Engagement Dynamics in
AI
‐Mediated Informal Digital Learning of English: Effects on
L2
Speaking Performance, Anxiety, and Sequential Behaviour Patt
Yuting Chen, Qing Ma, Morris Siu‐Yung Jong, Youlin Yang, Mutlu Cukurova, Ming Li ABSTRACT
Background
In Informal digital learning of English (IDLE) environments, recent advances in generative artificial intelligence (AI) have created new opportunities for self‐directed second language (L2) speaking practise through responsive and low‐stakes interaction. However, AI‐mediated IDLE (AI‐IDLE) is not experienced uniformly: learners differ in how they engage with AI, and such differences may be reflected not only in speaking performance and foreign language speaking anxiety (FLSA) but also in the sequential behaviours through which engagement is enacted.
Objectives
This study aimed to investigate how different profiles of learner engagement in AI‐IDLE are associated with L2 speaking performance, FLSA, and sequential behaviour patterns during AI‐learner interaction.
Methods
An AI‐IDLE environment was developed to provide scaffolded, avatar‐based speaking practise in contextualised scenarios. Sixty university L2 learners participated in this study. Latent profile analysis (LPA) was conducted based on self‐reported engagement measures to identify distinct engagement profiles. Differences in speaking performance and FLSA were compared across profiles, and sequential behaviour analysis was employed to examine enacted engagement as reflected in AI‐learner interaction sequences.
Results and Conclusion
Three engagement profiles were identified.
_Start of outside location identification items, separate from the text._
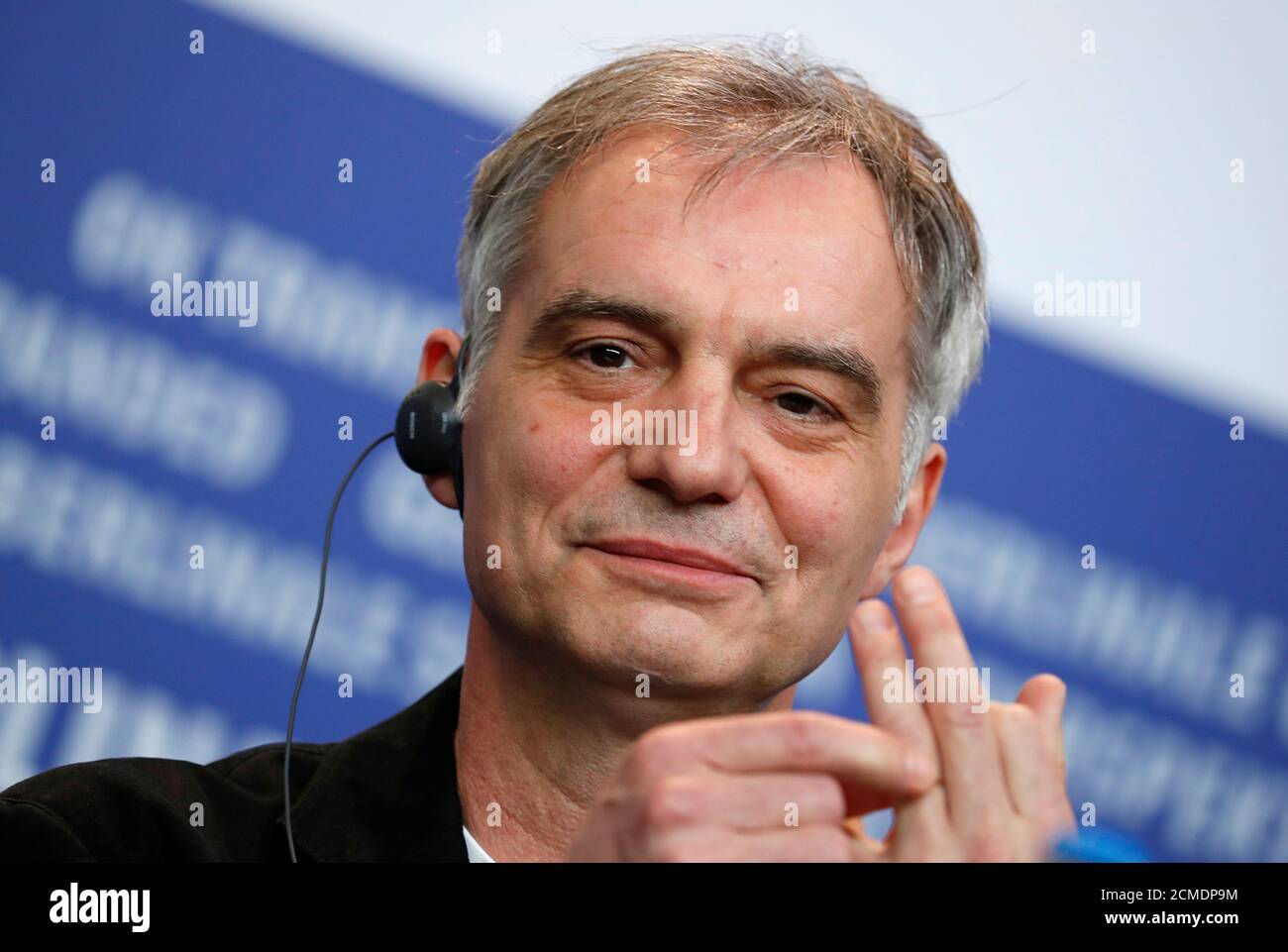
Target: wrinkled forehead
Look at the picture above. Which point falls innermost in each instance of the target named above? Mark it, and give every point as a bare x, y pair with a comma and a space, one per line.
797, 249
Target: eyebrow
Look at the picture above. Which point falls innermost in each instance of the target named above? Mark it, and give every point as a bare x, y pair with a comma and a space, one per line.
578, 301
846, 363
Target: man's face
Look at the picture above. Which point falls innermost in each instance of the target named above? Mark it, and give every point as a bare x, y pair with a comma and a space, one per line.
776, 314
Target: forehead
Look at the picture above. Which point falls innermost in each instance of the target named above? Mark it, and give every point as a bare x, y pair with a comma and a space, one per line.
804, 244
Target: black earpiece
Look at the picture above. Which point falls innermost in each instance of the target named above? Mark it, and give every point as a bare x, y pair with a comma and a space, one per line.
428, 436
428, 432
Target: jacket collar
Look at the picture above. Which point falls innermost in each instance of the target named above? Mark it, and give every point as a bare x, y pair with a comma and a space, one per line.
387, 793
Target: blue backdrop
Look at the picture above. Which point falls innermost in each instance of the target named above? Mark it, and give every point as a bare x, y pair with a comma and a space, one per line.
172, 432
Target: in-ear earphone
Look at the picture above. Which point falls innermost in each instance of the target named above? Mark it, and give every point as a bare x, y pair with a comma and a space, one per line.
428, 430
428, 436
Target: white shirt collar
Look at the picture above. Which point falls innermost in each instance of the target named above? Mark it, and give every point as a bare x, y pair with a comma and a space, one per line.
477, 853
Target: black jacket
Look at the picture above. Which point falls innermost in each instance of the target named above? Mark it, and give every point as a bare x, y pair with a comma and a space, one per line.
385, 793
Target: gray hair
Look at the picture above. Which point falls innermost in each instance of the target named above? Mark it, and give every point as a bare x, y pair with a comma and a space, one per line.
735, 101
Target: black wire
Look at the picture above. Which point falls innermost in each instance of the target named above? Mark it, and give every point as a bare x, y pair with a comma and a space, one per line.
313, 631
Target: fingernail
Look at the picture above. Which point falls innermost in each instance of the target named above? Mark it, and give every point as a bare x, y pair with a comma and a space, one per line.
918, 586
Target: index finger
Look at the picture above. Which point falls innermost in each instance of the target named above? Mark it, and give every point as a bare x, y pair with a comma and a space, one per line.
866, 759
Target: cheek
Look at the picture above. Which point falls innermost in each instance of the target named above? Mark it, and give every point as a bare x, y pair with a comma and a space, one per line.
537, 463
829, 517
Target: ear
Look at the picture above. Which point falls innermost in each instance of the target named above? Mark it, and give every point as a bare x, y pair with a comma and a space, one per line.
903, 537
438, 363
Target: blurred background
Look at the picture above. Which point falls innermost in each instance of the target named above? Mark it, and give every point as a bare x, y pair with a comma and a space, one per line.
1126, 151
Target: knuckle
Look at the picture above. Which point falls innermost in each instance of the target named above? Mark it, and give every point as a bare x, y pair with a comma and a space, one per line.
647, 756
671, 802
831, 845
988, 843
804, 736
677, 850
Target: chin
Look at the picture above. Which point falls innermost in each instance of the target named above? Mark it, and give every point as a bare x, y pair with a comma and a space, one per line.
677, 646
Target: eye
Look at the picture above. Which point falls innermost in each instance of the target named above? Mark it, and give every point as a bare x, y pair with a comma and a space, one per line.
604, 356
802, 403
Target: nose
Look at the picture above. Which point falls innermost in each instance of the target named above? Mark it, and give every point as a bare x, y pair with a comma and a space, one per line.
712, 467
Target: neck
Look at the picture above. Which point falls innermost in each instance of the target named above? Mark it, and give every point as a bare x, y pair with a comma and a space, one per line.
539, 738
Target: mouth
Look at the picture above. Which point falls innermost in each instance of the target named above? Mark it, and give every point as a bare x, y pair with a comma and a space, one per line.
673, 563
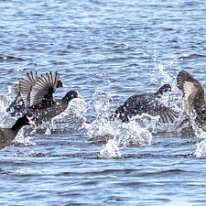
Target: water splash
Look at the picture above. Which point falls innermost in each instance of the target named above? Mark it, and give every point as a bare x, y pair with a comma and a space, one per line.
23, 139
200, 151
110, 150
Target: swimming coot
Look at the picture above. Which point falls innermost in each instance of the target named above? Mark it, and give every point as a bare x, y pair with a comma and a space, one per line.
7, 135
147, 103
34, 91
193, 95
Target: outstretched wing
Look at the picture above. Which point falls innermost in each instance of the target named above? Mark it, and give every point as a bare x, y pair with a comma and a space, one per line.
43, 88
25, 87
193, 92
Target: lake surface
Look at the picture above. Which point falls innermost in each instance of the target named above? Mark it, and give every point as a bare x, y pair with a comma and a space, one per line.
107, 50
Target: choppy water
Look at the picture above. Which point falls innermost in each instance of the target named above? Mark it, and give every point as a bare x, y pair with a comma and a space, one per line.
107, 50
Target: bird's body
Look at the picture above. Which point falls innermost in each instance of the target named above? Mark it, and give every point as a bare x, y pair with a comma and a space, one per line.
34, 92
59, 106
193, 95
147, 103
7, 135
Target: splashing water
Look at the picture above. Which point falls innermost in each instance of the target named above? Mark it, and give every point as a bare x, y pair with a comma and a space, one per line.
200, 151
110, 150
23, 139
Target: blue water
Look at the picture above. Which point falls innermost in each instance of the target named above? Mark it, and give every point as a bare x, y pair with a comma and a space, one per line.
107, 50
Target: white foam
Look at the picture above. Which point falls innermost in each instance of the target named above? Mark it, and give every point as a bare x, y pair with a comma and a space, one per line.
110, 150
200, 151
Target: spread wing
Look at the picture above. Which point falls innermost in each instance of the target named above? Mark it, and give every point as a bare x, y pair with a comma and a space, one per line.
43, 88
193, 92
25, 87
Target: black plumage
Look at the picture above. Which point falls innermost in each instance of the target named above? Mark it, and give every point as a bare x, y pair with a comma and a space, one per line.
193, 95
7, 135
147, 103
59, 106
34, 91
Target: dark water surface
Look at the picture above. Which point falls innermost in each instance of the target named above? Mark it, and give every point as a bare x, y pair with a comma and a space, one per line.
107, 50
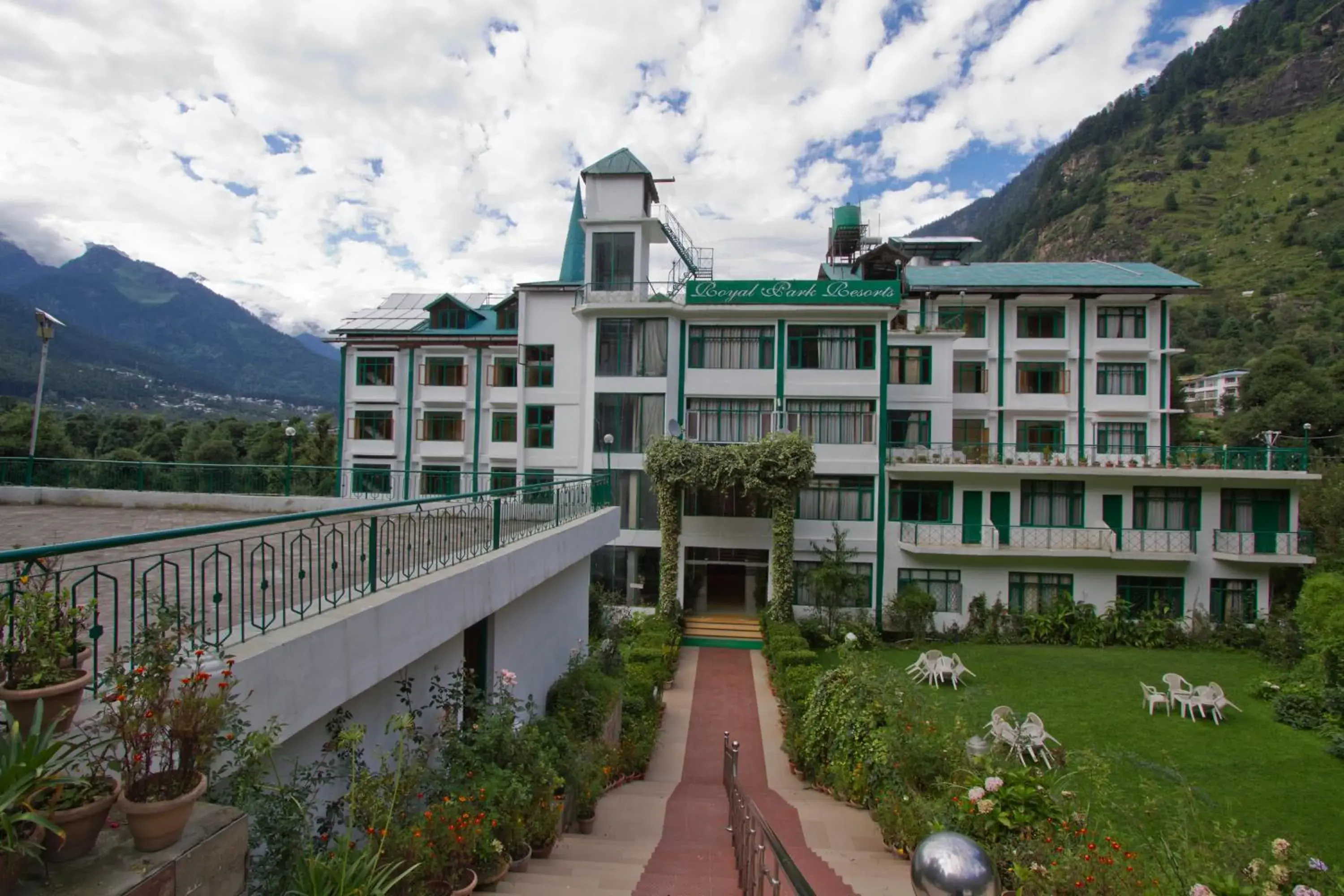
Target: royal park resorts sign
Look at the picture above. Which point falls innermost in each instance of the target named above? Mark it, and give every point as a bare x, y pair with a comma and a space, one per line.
792, 292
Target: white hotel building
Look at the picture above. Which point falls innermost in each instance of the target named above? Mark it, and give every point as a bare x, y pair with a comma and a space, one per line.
994, 429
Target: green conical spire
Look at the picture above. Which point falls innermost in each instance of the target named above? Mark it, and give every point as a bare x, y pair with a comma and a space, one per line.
572, 264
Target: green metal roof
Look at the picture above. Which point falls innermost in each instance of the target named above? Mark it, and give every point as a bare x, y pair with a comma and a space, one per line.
623, 162
1054, 275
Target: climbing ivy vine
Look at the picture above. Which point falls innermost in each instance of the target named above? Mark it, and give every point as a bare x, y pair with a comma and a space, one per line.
771, 472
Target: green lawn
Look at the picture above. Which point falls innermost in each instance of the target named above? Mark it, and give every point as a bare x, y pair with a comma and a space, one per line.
1262, 774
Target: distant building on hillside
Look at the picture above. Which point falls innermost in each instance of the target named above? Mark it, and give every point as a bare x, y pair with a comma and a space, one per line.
1213, 396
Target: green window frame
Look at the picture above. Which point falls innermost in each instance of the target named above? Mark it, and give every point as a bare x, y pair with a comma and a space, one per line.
504, 426
1121, 439
1041, 323
909, 429
1172, 508
1233, 601
444, 371
1123, 379
969, 319
613, 261
539, 362
920, 501
441, 480
732, 349
803, 595
632, 347
375, 426
1116, 322
1035, 591
375, 370
969, 378
910, 365
832, 349
1041, 436
441, 426
1042, 378
836, 497
944, 586
541, 426
1053, 503
1152, 593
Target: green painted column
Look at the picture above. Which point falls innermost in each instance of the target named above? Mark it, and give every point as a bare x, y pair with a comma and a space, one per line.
340, 420
882, 474
410, 420
476, 426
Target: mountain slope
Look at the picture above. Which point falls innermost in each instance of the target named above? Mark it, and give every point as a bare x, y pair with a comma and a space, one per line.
1226, 168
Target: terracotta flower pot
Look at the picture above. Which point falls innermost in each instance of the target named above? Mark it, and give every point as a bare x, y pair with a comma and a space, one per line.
58, 702
159, 825
82, 827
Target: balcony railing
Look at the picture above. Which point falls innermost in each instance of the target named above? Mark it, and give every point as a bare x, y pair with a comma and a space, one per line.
1266, 543
1280, 460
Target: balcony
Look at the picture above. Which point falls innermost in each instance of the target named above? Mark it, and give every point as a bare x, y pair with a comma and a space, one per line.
1265, 547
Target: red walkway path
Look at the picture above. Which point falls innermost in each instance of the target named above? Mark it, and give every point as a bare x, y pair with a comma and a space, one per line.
695, 855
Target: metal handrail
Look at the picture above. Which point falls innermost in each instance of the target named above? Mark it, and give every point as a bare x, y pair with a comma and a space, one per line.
753, 840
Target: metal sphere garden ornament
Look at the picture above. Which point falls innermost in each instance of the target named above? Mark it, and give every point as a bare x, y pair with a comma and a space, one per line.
948, 864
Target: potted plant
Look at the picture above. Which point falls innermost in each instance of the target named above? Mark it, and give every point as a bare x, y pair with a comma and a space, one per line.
41, 637
167, 715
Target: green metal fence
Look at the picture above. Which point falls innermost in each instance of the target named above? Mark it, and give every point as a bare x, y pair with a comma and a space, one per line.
241, 579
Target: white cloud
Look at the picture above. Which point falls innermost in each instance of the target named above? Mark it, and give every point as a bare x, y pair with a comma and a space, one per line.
478, 111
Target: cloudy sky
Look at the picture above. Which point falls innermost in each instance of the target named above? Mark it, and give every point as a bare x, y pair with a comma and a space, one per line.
307, 156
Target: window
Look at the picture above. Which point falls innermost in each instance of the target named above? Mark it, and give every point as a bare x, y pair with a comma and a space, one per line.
971, 319
842, 497
910, 365
969, 377
374, 371
440, 480
827, 422
1042, 379
1166, 508
371, 478
441, 426
1121, 439
504, 373
541, 426
1121, 379
1051, 504
503, 426
1035, 591
1232, 601
705, 503
806, 595
728, 420
541, 365
918, 501
1121, 323
613, 261
632, 347
908, 429
1041, 323
943, 585
373, 425
1041, 436
1150, 593
444, 371
832, 349
632, 421
738, 349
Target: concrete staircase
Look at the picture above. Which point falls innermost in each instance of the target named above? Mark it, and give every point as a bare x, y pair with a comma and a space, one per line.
713, 630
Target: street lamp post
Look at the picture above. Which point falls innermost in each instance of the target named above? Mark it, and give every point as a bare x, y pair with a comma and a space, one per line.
46, 330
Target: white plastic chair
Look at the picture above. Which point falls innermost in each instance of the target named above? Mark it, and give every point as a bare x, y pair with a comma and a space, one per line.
1152, 696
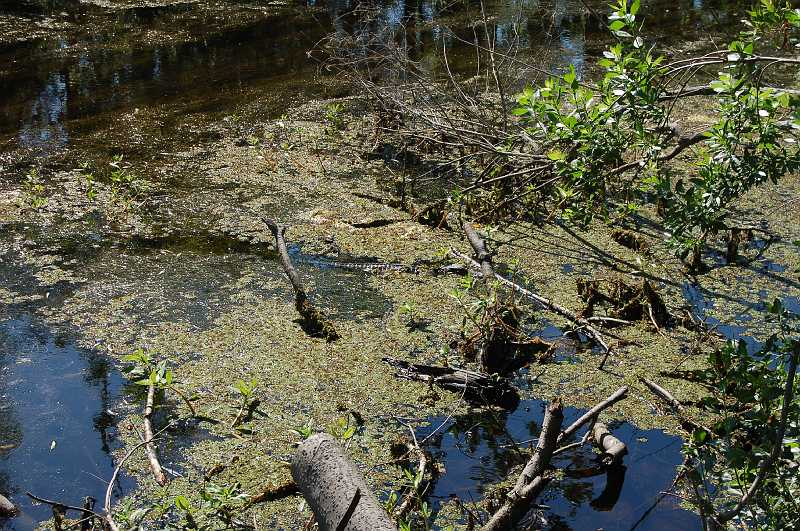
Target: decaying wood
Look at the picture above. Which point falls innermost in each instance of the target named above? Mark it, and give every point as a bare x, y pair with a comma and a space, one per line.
686, 423
314, 321
475, 386
613, 449
6, 507
274, 492
412, 497
533, 479
482, 255
335, 489
586, 327
87, 518
150, 448
592, 414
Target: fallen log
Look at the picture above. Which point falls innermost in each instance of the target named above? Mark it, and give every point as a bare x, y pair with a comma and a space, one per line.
150, 448
7, 508
533, 479
475, 386
482, 255
686, 423
613, 449
590, 331
593, 413
314, 322
335, 489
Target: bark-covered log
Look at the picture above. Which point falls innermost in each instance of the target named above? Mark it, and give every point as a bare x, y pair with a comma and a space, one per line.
314, 322
585, 326
335, 489
613, 449
482, 254
475, 386
150, 447
592, 414
533, 479
6, 507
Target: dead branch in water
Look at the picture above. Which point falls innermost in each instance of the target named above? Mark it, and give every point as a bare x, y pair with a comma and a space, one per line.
150, 449
475, 386
482, 255
593, 413
532, 480
335, 489
585, 326
613, 449
314, 322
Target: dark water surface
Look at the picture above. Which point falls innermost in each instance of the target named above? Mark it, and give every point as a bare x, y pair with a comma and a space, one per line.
57, 423
65, 90
54, 91
477, 451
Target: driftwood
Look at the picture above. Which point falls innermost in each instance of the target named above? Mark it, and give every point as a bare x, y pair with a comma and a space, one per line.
533, 479
613, 449
482, 255
335, 489
686, 423
592, 414
274, 492
6, 507
590, 331
314, 322
475, 386
150, 448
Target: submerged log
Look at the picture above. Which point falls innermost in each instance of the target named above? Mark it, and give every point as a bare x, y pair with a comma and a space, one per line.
335, 489
6, 507
150, 447
314, 322
533, 479
475, 386
585, 326
482, 255
613, 449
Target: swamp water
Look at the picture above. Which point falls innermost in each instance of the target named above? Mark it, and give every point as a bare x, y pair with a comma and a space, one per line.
60, 94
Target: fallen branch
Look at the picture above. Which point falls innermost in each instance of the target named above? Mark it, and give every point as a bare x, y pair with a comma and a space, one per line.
686, 423
590, 331
150, 449
6, 507
335, 489
475, 386
412, 496
613, 449
533, 479
315, 323
109, 519
482, 255
766, 463
273, 492
593, 413
63, 505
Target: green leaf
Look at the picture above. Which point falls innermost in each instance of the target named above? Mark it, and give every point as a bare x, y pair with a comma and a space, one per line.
616, 25
182, 503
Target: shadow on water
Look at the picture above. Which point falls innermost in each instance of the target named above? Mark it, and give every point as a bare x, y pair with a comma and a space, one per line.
478, 450
56, 420
58, 89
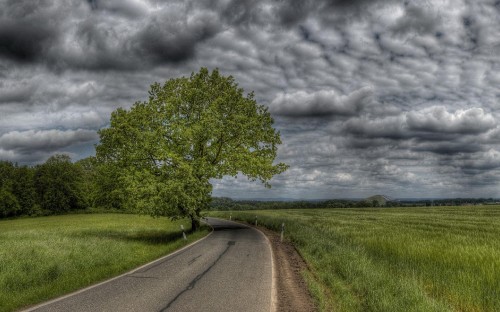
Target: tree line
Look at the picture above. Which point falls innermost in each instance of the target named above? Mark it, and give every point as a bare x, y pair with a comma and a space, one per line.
159, 156
57, 186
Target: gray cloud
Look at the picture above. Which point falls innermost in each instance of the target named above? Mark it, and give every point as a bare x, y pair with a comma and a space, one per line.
427, 125
320, 103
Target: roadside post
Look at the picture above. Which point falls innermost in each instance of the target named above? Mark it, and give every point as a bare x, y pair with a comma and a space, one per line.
183, 233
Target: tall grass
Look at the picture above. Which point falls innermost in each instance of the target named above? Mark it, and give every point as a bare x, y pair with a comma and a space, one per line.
404, 259
42, 258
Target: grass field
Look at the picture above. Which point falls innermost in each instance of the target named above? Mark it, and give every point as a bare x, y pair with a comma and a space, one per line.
41, 258
396, 259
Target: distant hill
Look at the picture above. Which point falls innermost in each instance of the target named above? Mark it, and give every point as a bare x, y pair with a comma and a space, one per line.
381, 200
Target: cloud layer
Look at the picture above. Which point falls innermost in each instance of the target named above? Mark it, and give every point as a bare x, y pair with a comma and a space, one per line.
392, 97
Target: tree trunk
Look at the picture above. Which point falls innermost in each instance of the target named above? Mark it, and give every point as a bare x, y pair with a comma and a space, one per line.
195, 222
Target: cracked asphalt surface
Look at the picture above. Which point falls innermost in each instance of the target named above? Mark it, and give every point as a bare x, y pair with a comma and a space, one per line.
230, 270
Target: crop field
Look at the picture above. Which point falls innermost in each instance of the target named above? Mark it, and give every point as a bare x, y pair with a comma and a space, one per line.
41, 258
395, 259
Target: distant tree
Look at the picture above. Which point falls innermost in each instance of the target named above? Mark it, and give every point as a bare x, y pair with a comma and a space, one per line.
59, 185
191, 130
23, 188
102, 185
9, 206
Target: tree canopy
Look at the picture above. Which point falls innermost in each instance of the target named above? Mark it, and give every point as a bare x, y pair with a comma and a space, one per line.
166, 150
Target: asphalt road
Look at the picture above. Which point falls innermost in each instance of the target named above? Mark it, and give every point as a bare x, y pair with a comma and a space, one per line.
230, 270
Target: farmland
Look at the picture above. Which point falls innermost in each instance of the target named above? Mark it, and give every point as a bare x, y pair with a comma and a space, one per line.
41, 258
395, 259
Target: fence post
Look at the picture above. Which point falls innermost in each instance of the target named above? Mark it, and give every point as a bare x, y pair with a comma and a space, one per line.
183, 233
282, 230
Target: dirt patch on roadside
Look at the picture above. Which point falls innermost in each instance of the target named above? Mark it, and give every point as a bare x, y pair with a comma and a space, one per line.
292, 292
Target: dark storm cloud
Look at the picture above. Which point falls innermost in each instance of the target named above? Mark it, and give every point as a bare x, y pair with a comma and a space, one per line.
35, 145
174, 41
101, 35
392, 97
26, 31
320, 103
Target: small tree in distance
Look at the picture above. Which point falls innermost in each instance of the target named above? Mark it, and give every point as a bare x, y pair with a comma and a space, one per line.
191, 130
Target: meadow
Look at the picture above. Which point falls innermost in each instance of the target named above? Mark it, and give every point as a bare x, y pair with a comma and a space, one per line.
395, 259
42, 258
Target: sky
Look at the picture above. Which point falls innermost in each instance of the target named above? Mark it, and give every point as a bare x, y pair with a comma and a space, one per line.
390, 97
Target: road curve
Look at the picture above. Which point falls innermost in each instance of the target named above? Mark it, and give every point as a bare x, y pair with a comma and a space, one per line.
230, 270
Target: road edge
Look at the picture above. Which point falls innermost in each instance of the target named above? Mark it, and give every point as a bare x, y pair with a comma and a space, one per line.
40, 305
274, 292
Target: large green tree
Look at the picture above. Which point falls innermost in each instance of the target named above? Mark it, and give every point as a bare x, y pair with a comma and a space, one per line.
191, 130
59, 185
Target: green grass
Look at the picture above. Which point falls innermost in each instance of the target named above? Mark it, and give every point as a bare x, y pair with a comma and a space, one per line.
396, 259
42, 258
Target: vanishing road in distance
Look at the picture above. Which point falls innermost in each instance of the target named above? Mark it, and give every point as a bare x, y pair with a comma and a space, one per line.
230, 270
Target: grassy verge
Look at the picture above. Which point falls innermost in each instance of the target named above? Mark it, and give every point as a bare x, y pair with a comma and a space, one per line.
396, 259
42, 258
Differences across profiles were observed in both speaking performance and FLSA. Sequential analysis further revealed that learners exhibited distinct patterns of interaction with AI, characterised by varying degrees of iteration and continuity in behaviour sequences. These findings suggest that distinct engagement profiles are associated not only with different learning outcomes but also with qualitatively different patterns of interaction with AI.
Implications for Practise
The study contributes to AI‐IDLE research by integrating person‐centred and process‐oriented perspectives, highlighting the importance of examining both perceived and enacted engagement. The findings offer implications for the design of AI‐IDLE that support sustained interaction, adaptive feedback use, and reduced FLSA.